Fighting back
Whenever national structures are broken down to allow for economic liberalisation, somebody or some group always loses, whether it is the small landholders in rural areas who suddenly find themselves competing in a “free” market dominated by multinational agribusiness corporations, or the workers of once-strong industrial regions whose employers are suddenly free to take their production facilities to cheaper parts of the world.
Ever since the late 1970s, most of the nation states and corporate interests of the Western world have steadily pushed for deregulation towards a global open market. And as various people and groups have lost out, they have consistently met different forms of popular resistance.
The populist convulsions of Trump and Brexit are but the latest responses to the disruption neoliberalism has visited on millions of people. But these responses have been channelled by unscrupulous politicians and media outlets into an insular nativism, pitting one social group or another against “outsiders” who’ve supposedly done them wrong. The dangers and historical precedents are alarming, and well-documented.
But however depressing it might be, those of us invested in social progress should not throw up our arms in despair. Instead, we should seize the opportunity to return to the alter-globalisation movement’s insurgent ideas.
Opening up
Like Trump and Brexit, this earlier “movement of movements” consisted of claims on behalf of people who felt left behind in the age of neoliberalism: look again at the footage and the literature of the protests of the time, we see and hear different voices around the world clamouring for a foothold in globalisation.
This is the crucial difference between today’s anti-global spasms and the alter-globalisation movement. Yes, all its sub-movements called for the regulation of global markets, and for better ways to ensure the spoils of a new globalised world were properly shared. But at the same time, they called for continued social, intellectual, and moral globalisation.
They called for the continued spread of the ideas of a universal humanity, the central dignity of all human life, and the collective global solidarity of peoples and political institutions that would be needed to deal with the 21st century’s global problems, such as climate change.
Beyond that, the very tools and concepts the alter-globalisation protesters used were products of globalisation. The internet allowed these groups to organise collectively, across borders, in ways that were previously unimaginable. Many of their ideals and principles had been built in part by the new international institutions of the postwar period: human rights, transnational governance, global citizenship.
This movement put the landless farm workers of the Global South side-by-side with the industrial trade unionists of the North, and yet it didn’t collapse into incoherence. Instead, it came together around a core principle: while its constituent groups all had their own distinctive concerns, they could all come together to fight their abandonment by corporate-led neoliberalism.

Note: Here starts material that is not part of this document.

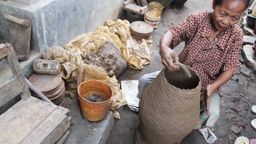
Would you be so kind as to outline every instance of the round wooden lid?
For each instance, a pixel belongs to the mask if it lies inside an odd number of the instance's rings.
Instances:
[[[42,93],[56,89],[62,80],[61,77],[50,74],[35,74],[28,78],[28,80]]]
[[[153,32],[153,29],[151,25],[144,21],[134,21],[130,25],[130,30],[132,33],[140,36],[150,36]]]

Outrage at that same world order has lately turned Western politics in a new and alarming direction – and to change course, it’s time to revive the alter-globalisationists’ ideas. We should be inspired not only by what it was against, but what it was for: a transnational movement of people seeking nothing more than the dignity that should be afforded to all humans across all borders.
This is a vision of social progress we urgently need. As today’s tide of populism signals a retreat from globalisation to the protection of individual nations, all at the expense of global solidarity, we should remember the world has a long and rich history of other alternatives to neoliberalism. To borrow one of the alter-globalisation movement’s familiar phrases: another world is possible.